Pyotr Ilyich Tchaikovsky

composer

Pyotr Ilyich Tchaikovsky’s personal unhappiness seems to be at odds with the success his music enjoyed during his lifetime. On the other hand, the composer’s suffering, passed down in letters, undoubtedly contributed to the emotionality of his tonal language, which continues to win the hearts of the music world today.
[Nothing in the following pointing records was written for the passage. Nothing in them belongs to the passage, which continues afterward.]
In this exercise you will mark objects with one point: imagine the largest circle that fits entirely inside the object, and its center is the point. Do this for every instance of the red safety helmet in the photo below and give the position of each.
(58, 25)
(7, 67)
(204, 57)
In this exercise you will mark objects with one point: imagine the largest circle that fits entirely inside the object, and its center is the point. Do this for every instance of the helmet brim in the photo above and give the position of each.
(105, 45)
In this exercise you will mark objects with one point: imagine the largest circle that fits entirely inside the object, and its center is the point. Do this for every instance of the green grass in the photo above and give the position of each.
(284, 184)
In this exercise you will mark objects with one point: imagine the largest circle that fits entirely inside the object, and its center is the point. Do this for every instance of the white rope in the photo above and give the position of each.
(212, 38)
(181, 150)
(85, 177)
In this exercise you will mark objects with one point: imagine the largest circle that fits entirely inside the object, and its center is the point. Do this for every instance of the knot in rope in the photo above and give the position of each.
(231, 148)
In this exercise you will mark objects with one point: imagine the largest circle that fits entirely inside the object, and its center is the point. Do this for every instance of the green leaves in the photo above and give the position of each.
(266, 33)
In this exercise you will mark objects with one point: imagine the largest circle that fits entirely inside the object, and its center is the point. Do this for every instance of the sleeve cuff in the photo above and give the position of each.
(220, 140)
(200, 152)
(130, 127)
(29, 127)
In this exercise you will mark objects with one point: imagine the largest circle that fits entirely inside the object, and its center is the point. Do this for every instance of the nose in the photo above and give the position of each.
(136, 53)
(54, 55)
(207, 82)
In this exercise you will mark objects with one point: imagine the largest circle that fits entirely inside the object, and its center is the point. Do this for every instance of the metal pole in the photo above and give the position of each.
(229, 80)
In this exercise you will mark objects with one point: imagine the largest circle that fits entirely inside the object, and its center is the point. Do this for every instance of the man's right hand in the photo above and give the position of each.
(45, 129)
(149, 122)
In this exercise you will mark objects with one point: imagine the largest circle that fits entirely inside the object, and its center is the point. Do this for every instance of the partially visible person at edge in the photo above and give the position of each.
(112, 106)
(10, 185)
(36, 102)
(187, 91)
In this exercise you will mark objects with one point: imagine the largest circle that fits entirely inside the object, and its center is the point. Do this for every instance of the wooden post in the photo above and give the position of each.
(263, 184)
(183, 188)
Tchaikovsky was born in 1840 and came from a wealthy but not very musical family. He abandoned his initial career as a lawyer and civil servant to enrol as a student at the newly founded conservatoire in St Petersburg in 1862. For a long time, the extremely self-critical composer was plagued by doubts about his own technical skills. The homosexual composer’s marriage to a woman he hardly knew ended in disaster. Tchaikovsky received great financial and spiritual support from his patron Nadezhda von Meck, the wealthy widow of a railway entrepreneur. The two only saw each other from a distance on a few occasions, but kept up an extensive correspondence. A few days after conducting the premiere of his Sixth Symphony “Pathétique”, Tchaikovsky died at the age of only 53 under circumstances that were never fully explained. Almost all colleagues acquainted with Tchaikovsky, including Dvořák, Brahms and Mahler, were taken by his warm-hearted and modest personality. Tchaikovsky is best known for his last three symphonies, solo concertos, chamber and ballet music, and his Pushkin operas [Eugene Onegin] and [The Queen of Spades]. In the period of his growing international fame, Tchaikovsky conducted two concert programmes of his own works with the Berliner Philharmoniker in 1888 and 1889. Since Kirill Petrenko took up his post as chief conductor, the composer has experienced a new heyday with the Berliner Philharmoniker.